By Dave Miller

If you really want to be assured of bringing home a limit of walleye, take along a couple M1A1 Army grenades, pull the pin and throw them into the lake. If, however, you feel you must side with the majority and be honest, because it's the right thing to do — or because it's the law — then one of the following rigs should do the trick. But rest assured, nothing is guaranteed.

In most cases you will want to keep your lure just off the bottom. A good way is to attach an Okie drifter. I used them a lot when I lived in Missouri. Made in various sizes, they are a big help when conditions dictate. A size #3 will float you three to four feet off the bottom and a size #1 will keep you up six to 12 inches. Other good devices to keep you off the bottom are the floating jig heads in size #4, Mr. Twister floating jig heads in sizes #2 through #8, Glo Go in a #4, and Phillips Floaters size #2.

You'll need bobber slip stops (or you can tie your own), and night bobbers with extra batteries. Take along a supply of #4, #6 and #8 bait hooks for those early season walleye that love night crawlers. Trail the crawler behind a spinner or a bait walker sinker, or both, either plain or painted. Leeches don't work well in the early spring because the water is too cold and the leeches tend to ball up.

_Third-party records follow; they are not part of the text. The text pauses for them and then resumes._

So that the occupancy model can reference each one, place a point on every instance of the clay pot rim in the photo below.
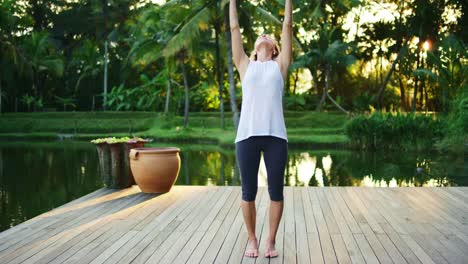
(155, 150)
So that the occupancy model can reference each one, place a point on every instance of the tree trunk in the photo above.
(389, 74)
(184, 73)
(232, 85)
(402, 94)
(415, 92)
(104, 102)
(1, 96)
(168, 93)
(324, 90)
(219, 75)
(296, 77)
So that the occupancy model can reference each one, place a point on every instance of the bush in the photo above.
(394, 131)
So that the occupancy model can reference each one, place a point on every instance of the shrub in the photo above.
(394, 131)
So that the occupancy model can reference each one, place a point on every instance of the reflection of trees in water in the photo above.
(348, 168)
(35, 179)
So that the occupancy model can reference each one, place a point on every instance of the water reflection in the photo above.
(36, 177)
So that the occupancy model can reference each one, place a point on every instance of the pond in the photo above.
(37, 177)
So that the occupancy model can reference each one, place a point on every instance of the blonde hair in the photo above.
(276, 51)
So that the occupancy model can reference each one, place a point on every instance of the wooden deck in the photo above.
(199, 224)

After the water warms, always take along a supply of leeches with you. I'd rate the leech one of the best, if not the best, bait for walleye that you can use here in Utah, since you can't use live minnows.

Regular jig heads from 1/8 to 5/8 ounce sizes, painted or unpainted, are fine, depending on where you are fishing. I like them painted in bright colors for Utah Lake. Buy rubber grubs or worms in three-inch lengths. (Take some longer ones if bass are in the area, like at Lake Powell.) Bring an assortment of colors such as black, purple, chartreuse, white, yellow and yellow/green. Also bring along a good supply of marabou jigs with soft rubber bodies in assorted colors.

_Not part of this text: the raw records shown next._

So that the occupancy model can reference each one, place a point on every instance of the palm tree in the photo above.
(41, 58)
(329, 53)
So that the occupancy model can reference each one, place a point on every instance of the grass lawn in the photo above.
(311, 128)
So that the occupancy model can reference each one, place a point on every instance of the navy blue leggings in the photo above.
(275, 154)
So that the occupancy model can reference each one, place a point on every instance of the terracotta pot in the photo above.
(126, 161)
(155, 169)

Minnows are also very effective bait for walleye. Minnows and crawlers are even more effective when fished with a stinger. A stinger is a small treble hook tied by short stiff line (15-pound test) to a jig hook. Hook a minnow or worm to the jig hook, and then stick the stinger into the rear end of the bait. Short striking fish will hit the stinger and be hooked.

Here in Utah you have to use frozen minnows because live minnows are illegal. I keep stressing this live bait law because its darn hard to break old habits if you've moved here from a state where its perfectly okay and you have done it all your life.

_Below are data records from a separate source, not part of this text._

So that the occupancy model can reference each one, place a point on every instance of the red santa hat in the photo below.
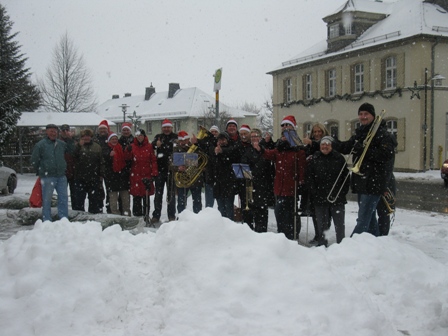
(126, 125)
(111, 135)
(167, 123)
(232, 121)
(245, 128)
(182, 135)
(104, 123)
(289, 120)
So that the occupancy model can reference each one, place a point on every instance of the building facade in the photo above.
(393, 55)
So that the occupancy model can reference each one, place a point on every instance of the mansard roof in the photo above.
(184, 103)
(400, 20)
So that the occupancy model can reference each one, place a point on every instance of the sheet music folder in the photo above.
(290, 136)
(242, 170)
(185, 159)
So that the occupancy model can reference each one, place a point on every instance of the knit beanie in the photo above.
(367, 108)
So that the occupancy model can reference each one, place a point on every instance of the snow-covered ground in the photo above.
(205, 275)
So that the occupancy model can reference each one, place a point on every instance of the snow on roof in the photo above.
(405, 18)
(36, 119)
(189, 102)
(364, 6)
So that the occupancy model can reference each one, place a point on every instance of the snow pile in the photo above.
(205, 275)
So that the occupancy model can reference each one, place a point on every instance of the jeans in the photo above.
(284, 214)
(160, 181)
(225, 206)
(49, 184)
(209, 199)
(324, 214)
(182, 195)
(366, 221)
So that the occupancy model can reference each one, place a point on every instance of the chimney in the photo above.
(149, 92)
(172, 88)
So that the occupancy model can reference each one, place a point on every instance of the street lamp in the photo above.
(416, 93)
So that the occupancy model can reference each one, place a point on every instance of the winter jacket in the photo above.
(144, 165)
(290, 165)
(178, 149)
(205, 144)
(223, 175)
(115, 181)
(165, 151)
(262, 176)
(89, 163)
(321, 175)
(48, 157)
(375, 169)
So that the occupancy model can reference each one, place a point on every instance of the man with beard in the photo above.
(375, 170)
(163, 145)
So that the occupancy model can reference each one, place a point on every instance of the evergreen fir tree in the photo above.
(17, 93)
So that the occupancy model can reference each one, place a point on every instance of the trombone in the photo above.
(368, 140)
(357, 166)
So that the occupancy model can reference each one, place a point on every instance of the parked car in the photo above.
(8, 179)
(444, 172)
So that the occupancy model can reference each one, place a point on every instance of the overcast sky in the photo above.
(130, 44)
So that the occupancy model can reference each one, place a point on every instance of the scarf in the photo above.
(118, 159)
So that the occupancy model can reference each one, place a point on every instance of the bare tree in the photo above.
(67, 85)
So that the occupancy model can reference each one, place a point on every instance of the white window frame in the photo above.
(308, 86)
(332, 83)
(333, 31)
(359, 78)
(391, 72)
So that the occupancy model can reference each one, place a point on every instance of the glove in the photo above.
(358, 148)
(282, 145)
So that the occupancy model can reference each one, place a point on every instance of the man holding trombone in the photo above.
(372, 149)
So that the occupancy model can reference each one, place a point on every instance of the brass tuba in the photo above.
(191, 174)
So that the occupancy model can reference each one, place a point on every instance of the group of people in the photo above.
(104, 166)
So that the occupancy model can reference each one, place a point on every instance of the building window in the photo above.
(391, 73)
(308, 86)
(331, 83)
(359, 78)
(333, 129)
(307, 129)
(392, 127)
(348, 28)
(334, 31)
(148, 127)
(288, 90)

Light leader is a must in 4, 6 and 8 pound test for these finicky fish.

No matter how you are fishing, either from a boat or float tube, you will need a little marker buoy. You can buy them for $3.69 at your local tackle store. Once you locate that school of fish you don't want to lose it. Throw out a buoy and stay in that area until you aren't getting any more hits.

Other items that you may want to have include egg sinkers, bait walkers, split shot and an assortment of swivels. Remember, when fishing with weights, you will need 1/8 ounce of weight for every 10 feet you want to get down. So at 30 feet you would need 3/8 of an ounce — and a little more on windy days.

If you are float tubing you will want to have a small anchor. My personal choice is a four pound, plastic coated type. The plastic isn't as abrasive as lead on the side of the float tube when not in use. With a couple of snaps attached to your anchor line you can hook it to the Nan rings already on your float tube. Works great and you can store the extra line in one of your storage compartments.

If you want to save some money then melt your lead and make your own anchor, and paint or dip it in liquid plastic that you can buy at your local hardware store.

I have given you a lot of tackle to take along, especially if you are fishing from a float tube. If you are, just take along the minimum. If you run out of something you can always go back to your car and get it — although that is a pain, especially if you are catching fish. One thing to consider is that you can buy a float tube a lot cheaper than you can buy a boat. And, surprisingly enough, you can cover a lot of territory in one. If you can't afford a boat, a tube is a great alternative, and you don't have to pay for a boat license either.

Whether you are fishing from a tube or a boat, a good fish finder will really help.